Flavor FloursWhile all purpose flour continues to be the most widely used flour when it comes to baking, it certainly isn’t the only option that you have when you want to bake up some delicious dishes. Over the past several years, the popularity of non-wheat flours has skyrocketed. It is now easier than ever to find these “alternative” flours in the baking sections of regular markets, where you once had to track them down at specialty stores if you wanted to give them a try. These flours offer the opportunity to infuse your baked goods with new flavors and textures, opening up a whole world of new baked goods for you to try. In Flavor Flours: A New Way to Bake with Teff, Buckwheat, Sorghum, Other Whole & Ancient Grains, Nuts & Non-Wheat Flours, Alice Medrich offers up dozens of recipes that make these non-wheat flours the star and show you just how much you can do with them.

The first thing that you’ll notice about the book is the beautiful table of contents, which simply shows each flour used in the book in its natural state.
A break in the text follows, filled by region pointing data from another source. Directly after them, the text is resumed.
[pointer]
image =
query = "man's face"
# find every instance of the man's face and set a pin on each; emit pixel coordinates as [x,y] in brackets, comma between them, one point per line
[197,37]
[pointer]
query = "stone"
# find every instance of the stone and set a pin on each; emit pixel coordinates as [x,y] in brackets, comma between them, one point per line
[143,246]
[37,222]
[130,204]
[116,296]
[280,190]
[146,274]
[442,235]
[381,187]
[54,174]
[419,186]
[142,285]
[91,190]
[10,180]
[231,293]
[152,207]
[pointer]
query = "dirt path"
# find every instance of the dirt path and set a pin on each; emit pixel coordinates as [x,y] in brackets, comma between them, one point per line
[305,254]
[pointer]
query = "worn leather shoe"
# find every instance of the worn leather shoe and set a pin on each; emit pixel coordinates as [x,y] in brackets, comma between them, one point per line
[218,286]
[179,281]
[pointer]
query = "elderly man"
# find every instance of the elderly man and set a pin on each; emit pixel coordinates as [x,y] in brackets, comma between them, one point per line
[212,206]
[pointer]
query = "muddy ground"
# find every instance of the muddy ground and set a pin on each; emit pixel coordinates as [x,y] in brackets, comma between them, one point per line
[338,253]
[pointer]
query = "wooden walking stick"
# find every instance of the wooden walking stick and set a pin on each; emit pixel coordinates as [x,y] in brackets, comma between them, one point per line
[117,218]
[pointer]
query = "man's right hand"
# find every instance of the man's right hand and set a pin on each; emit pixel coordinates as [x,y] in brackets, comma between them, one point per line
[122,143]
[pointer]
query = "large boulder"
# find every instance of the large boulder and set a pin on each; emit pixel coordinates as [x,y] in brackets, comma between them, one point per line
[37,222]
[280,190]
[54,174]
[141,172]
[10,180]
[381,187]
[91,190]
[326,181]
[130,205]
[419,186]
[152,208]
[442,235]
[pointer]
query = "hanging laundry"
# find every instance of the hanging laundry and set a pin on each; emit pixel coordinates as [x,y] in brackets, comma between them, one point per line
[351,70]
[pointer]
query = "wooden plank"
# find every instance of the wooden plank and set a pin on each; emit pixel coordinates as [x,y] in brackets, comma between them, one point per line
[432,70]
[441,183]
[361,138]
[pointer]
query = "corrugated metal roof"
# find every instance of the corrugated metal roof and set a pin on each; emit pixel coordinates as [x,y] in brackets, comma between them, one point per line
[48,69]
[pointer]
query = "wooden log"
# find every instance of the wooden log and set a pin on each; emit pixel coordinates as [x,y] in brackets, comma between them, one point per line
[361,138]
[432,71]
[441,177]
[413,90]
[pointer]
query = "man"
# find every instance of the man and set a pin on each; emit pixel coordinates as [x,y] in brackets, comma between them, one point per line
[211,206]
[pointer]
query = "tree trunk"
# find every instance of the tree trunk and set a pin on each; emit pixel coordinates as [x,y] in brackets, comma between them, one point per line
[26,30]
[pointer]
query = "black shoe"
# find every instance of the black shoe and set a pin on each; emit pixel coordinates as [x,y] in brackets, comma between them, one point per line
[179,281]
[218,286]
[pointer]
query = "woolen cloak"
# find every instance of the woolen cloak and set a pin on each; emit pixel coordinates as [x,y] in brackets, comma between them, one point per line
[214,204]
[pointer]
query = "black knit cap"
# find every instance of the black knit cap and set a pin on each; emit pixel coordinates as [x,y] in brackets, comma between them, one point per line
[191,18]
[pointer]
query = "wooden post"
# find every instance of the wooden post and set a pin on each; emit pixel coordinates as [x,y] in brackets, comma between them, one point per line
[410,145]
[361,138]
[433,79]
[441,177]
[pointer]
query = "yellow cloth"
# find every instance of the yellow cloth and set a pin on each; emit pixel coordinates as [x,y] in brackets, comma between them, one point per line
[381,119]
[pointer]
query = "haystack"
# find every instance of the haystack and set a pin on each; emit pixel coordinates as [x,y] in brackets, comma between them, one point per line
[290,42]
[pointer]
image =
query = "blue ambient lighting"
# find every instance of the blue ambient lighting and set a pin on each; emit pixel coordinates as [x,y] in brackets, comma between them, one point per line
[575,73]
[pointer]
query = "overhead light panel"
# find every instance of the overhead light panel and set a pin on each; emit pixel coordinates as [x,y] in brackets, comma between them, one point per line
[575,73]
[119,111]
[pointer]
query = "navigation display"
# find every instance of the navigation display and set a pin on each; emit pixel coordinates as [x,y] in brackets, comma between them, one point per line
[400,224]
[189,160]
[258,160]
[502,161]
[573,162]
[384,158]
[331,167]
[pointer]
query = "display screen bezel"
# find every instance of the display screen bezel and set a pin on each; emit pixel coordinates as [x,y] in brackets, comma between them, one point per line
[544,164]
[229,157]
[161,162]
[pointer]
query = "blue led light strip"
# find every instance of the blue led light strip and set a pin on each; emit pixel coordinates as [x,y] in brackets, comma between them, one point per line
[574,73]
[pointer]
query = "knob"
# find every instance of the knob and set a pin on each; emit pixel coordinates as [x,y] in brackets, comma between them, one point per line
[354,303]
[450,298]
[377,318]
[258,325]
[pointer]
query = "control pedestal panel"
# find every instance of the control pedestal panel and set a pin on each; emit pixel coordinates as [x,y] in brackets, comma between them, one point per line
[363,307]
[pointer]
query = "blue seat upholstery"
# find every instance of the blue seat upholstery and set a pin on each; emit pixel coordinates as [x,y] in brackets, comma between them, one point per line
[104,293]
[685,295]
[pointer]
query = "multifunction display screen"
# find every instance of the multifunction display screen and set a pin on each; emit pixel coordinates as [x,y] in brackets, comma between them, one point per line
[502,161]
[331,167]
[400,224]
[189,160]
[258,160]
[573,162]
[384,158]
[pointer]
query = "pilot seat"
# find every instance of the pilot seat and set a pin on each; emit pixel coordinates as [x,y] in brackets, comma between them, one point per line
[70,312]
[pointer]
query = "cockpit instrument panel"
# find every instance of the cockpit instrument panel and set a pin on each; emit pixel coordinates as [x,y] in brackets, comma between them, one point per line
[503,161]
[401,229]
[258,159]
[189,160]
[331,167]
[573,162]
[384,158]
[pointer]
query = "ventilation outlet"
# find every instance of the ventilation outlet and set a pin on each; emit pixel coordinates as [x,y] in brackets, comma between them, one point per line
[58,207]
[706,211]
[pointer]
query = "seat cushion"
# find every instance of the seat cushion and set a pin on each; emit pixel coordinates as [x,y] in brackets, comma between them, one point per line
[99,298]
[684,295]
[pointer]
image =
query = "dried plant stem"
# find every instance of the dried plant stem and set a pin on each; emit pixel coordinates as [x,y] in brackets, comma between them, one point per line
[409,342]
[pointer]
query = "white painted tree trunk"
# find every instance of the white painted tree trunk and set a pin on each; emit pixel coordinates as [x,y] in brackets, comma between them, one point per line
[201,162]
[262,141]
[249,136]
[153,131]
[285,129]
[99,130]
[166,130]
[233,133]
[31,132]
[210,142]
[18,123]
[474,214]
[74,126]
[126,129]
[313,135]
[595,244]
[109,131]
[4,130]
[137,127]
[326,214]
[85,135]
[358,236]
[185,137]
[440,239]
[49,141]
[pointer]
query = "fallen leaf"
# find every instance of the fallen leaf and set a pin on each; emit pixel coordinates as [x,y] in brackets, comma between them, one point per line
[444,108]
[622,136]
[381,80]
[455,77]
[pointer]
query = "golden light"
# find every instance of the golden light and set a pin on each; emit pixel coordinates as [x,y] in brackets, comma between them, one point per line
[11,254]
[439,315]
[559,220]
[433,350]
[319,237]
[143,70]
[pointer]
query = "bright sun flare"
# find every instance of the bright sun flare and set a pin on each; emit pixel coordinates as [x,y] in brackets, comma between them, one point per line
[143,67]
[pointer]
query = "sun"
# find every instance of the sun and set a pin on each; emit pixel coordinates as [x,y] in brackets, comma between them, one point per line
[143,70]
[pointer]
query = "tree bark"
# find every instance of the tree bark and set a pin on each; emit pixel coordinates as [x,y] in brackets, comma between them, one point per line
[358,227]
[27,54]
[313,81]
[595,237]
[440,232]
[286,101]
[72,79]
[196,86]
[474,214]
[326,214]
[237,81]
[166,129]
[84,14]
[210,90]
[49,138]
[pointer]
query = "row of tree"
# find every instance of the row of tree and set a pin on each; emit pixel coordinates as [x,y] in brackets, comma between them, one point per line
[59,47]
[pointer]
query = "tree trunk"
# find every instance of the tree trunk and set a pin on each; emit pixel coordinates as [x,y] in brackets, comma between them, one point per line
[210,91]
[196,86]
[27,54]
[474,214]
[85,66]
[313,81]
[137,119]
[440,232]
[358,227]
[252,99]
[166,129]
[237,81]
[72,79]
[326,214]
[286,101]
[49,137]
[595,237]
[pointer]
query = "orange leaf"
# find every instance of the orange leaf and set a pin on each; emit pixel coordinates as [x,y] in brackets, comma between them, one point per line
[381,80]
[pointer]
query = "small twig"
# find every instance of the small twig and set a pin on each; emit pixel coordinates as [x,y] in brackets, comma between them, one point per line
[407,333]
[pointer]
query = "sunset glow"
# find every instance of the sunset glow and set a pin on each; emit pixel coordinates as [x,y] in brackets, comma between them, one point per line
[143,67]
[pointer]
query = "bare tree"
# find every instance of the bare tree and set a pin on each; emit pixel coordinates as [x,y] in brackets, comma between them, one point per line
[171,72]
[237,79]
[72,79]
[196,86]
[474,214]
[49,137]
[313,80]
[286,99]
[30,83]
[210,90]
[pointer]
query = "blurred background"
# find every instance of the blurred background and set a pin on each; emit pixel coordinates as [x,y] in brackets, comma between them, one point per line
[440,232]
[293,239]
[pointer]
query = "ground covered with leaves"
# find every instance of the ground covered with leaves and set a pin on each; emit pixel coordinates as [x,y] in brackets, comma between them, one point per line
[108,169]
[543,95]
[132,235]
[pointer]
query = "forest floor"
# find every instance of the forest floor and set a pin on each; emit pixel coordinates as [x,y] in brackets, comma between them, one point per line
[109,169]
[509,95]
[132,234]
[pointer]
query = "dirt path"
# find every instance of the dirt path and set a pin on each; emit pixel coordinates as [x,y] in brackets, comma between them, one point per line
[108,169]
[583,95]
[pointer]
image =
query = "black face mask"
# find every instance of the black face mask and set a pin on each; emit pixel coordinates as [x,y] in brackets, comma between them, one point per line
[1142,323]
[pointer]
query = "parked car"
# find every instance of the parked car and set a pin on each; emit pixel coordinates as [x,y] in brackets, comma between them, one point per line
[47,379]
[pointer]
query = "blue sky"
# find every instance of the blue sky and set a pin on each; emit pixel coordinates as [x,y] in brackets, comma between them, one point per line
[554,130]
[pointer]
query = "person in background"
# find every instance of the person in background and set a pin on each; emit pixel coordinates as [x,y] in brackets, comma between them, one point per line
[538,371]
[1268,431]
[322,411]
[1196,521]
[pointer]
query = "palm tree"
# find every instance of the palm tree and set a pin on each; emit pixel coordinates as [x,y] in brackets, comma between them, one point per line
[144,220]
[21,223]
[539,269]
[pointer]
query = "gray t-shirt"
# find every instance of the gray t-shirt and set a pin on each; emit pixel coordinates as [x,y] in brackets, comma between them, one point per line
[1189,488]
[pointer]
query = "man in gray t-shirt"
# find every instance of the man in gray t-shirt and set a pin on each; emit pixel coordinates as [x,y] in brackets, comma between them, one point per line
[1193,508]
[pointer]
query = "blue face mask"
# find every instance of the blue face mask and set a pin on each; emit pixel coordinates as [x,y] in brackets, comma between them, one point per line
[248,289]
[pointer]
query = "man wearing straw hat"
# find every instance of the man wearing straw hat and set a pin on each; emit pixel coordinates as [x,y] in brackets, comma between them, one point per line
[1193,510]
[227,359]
The book is divided up into chapters by flour: Rice, Oat, Chestnut, Teff, Cornflour and Cornmeal, Buckwheat, Sorghum, and Nut and Coconut Flours. This system makes it fairly easy to identify the types of recipes you can make based on what flours you currently have in your pantry. Each chapter opens with a description of the flour, describing where it comes from, what it tastes like and how it can be used. Before getting into the recipes, which range from simple sponge cakes to more decadent desserts, Medrich also talks about the flavor affinities for each flour and describes both where to buy them and how to store them. The recipes are very clearly written and easy to follow, suitable both for bakers just beginning to experiment with these flours and bakers who have more experience with them. Both professionals and home bakers will get a lot out of this book.

This book treats these non-wheat flours in a different way than most books because it sets out to showcase their unique flavors, giving you reasons (besides the simple fact of being non-wheat based) to use them in your baked goods. Many cookbooks simply try to disguse these types of flours under other flavors while trying to create gluten free recipes that mimic the look, feel and flavor of wheat-based recipes. This approach is one of the things that makes this book so appealing – in addition to the well-written recipes – because it really teaches you, as a baker, how to use the flours and shows you what they can do. As a result, you’ll probably be a lot more interested in experimenting with them on your own after you finish reading through the book!